Wartakomunitas.com | Lifestyle - Tes IQ diciptakan khusus untuk menilai bakat dan keterampilan seseorang. Meskipun kecerdasan sering diukur dari skor tes ini, orang pintar sebenarnya memiliki banyak karakteristik unik lainnya. Dari rasa ingin tahu yang besar hingga selera humor yang baik. Berikut ciri-ciri karakter yang mengindikasikan IQ tinggi.

Berempati

Orang yang sangat cerdas pandai menyesuaikan diri dengan kebutuhan dan perasaan orang lain. Mereka biasanya peka terhadap mereka yang membutuhkan dan tertarik untuk belajar lebih banyak tentang orang lain.
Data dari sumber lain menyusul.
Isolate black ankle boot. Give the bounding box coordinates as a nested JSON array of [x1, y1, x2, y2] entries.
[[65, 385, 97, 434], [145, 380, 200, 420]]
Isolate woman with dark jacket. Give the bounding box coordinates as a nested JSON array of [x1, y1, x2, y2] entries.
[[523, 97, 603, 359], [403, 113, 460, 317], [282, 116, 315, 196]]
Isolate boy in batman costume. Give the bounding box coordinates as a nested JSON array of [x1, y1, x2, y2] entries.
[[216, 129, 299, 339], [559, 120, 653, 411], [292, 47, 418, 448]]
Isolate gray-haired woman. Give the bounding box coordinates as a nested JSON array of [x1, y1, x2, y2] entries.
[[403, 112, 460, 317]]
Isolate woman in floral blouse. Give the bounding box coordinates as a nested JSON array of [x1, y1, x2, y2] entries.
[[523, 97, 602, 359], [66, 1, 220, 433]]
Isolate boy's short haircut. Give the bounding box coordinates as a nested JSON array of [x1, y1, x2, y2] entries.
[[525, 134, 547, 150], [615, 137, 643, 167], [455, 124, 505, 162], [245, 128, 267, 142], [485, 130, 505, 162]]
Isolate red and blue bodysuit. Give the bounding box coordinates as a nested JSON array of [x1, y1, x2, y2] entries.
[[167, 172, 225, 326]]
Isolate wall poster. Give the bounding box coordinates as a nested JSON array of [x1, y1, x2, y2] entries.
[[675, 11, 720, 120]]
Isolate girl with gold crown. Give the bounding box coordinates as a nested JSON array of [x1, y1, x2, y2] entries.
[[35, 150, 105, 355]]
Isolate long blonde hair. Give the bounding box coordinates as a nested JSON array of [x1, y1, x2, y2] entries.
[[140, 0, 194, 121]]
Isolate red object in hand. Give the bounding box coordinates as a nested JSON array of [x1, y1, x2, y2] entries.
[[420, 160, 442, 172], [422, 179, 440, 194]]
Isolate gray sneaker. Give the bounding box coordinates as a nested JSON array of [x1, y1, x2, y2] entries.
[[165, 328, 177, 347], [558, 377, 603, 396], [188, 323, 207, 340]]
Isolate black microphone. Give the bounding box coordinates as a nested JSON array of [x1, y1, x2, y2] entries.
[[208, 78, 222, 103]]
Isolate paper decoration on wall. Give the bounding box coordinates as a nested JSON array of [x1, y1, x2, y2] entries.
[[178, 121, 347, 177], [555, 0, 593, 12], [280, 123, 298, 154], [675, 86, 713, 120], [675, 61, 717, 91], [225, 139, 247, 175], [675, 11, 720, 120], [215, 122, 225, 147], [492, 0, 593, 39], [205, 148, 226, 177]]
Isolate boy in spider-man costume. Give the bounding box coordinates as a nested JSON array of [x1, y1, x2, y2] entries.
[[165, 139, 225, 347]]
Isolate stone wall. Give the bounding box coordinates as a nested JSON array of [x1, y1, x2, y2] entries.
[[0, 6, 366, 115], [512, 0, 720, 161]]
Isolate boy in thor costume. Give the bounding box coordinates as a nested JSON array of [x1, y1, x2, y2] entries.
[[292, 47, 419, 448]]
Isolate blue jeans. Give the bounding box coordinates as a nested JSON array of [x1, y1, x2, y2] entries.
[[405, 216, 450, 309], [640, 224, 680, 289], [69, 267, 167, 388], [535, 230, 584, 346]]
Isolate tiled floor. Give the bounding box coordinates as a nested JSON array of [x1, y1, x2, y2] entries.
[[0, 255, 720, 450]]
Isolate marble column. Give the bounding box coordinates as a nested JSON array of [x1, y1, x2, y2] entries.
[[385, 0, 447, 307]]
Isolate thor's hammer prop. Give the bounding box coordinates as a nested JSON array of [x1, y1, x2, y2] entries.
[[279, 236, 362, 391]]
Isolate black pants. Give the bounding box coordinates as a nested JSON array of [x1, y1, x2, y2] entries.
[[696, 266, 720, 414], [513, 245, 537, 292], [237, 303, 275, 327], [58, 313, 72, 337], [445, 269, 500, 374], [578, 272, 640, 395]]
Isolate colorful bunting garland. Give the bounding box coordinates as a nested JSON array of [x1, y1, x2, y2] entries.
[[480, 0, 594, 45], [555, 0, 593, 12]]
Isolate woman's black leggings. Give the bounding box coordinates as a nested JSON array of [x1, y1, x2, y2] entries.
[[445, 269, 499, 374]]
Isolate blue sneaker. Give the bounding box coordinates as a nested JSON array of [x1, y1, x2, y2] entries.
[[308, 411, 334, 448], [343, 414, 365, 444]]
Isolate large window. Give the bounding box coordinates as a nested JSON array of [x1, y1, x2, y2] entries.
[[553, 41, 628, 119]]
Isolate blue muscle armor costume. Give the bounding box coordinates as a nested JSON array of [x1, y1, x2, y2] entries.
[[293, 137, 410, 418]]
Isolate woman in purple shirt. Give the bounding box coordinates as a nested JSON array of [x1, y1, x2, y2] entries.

Berikut adalah beberapa tips untuk meningkatkan kecerdasan emosional:

1. Pelajari cara mengelola perasaan dan perilaku impulsif diri

2. Luangkan waktu untuk merenungkan bagaimana emosi memengaruhi pikiran dan tindakan kamu 

3. Kenali kekuatan dan kelemahan diri,dan cari cara untuk meningkatkan kepercayaan diri

4. Berlatih mengambil inisiatif dan menindaklanjuti komitmen

5. Memperhatikan perasaan, kebutuhan, dan kekhawatiran orang-orang di sekitar

6. Mengamati dan belajar tentang dinamika kekuasaan dalam kelompok

7. Latihlah keterampilan komunikasi dengan kejelasan, dan minta umpan balik serta saran dari orang lain

8. Ketika berada dalam situasi kelompok, latihlah keterampilan mengelola konflik 

Lebih suka menyendiri

Penelitian yang dilakukan pada tahun 2016 dan dipublikasikan dalam British Journal of Psychology menyebut orang yang lebih cerdas cenderung merasa kurang puas dengan kehidupan ketika mereka menghabiskan lebih banyak waktu untuk bersosialisasi dengan teman-teman. Mereka lebih merasa nyaman saat berada dalam kesendirian. Semakin banyak waktu yang dihabiskan untuk bersosialisasi, maka semakin sedikit waktu yang tersedia untuk refleksi diri dan mengejar minat serta proyek pribadi. Oleh karena itu, seseorang dapat memiliki beberapa hubungan dekat dan tetap menghargai waktu yang dihabiskan bersama orang-orang yang dicintai, asalkan masih ada cukup waktu untuk kegiatan pribadi. Secara singkat, orang yang cerdas tahu persis apa yang cocok untuk mereka dalam hal interaksi sosial, dan kesadaran diri ini dapat dianggap sebagai tanda kecerdasan.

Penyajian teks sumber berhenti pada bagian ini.